L’effet Bataclan limité

La concentration qui caractérise le secteur du spectacle est également de mise sur le plan géographique. Les 30 salles de spectacle et lieux de grande capacité emblématiques, tels que les Zénith, l’Olympia, le Stade de France, ou encore le Palais des Sports ont totalisé plus de la moitié des revenus de billetterie l’an dernier. Logiquement, leurs jauges de capacité leur permettent d’assurer une part significative de la fréquentation (35%) malgré qu’ils représentent environ 10% des représentations. La demande en matière d’évènements culturels étant naturellement conséquente dans les villes et régions les plus dynamiques, l’offre y est aussi concentrée.
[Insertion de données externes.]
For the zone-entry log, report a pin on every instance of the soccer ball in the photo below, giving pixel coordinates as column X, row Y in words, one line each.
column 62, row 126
Plus du tiers de la fréquentation des spectacles payants a lieu en Île-de-France, où malgré une baisse de 1% en termes d’entrées et de recettes sont réalisés 39% de la billetterie (297 M€) dont 34% à Paris. Avec respectivement 78 millions d’euros (+20%) et 59 millions d’euros (+14%) de recettes, les régions Auvergne – Rhône-Alpes et Languedoc-Roussillon – Midi-Pyrénées ont aussi été les plus denses pour le secteur. Et la progression globale en 2015 des régions en termes de nombre d’évènements, de fréquentation et de recettes n’a pas nuancé la domination de ces trois régions. La concentration du secteur autour d’un nombre restreint d’acteurs, de régions et de salles de spectacle a beau consolider le marché, elle n’est toutefois pas exempte d’effets contradictoires. Les attentats de Paris, entre autres, ont eu des répercussions sur la fin de l’année 2015 à la fois sur le nombre, la fréquentation et les recettes en billetterie des spectacles à la fois à Paris et sur l’ensemble du territoire. L’étude du CNV confirme qu’en novembre 2015, tous les chiffres ont été en baisse, et que les légères hausses de décembre 2015 n’ont pas permis de les compenser. Et c’est précisément grâce à une offre riche et diversifiée tant dans les genres que dans les artistes et les régions – bien qu’elle reste à parfaire – que les spectacles et les spectateurs ont été confortés dans leur élan.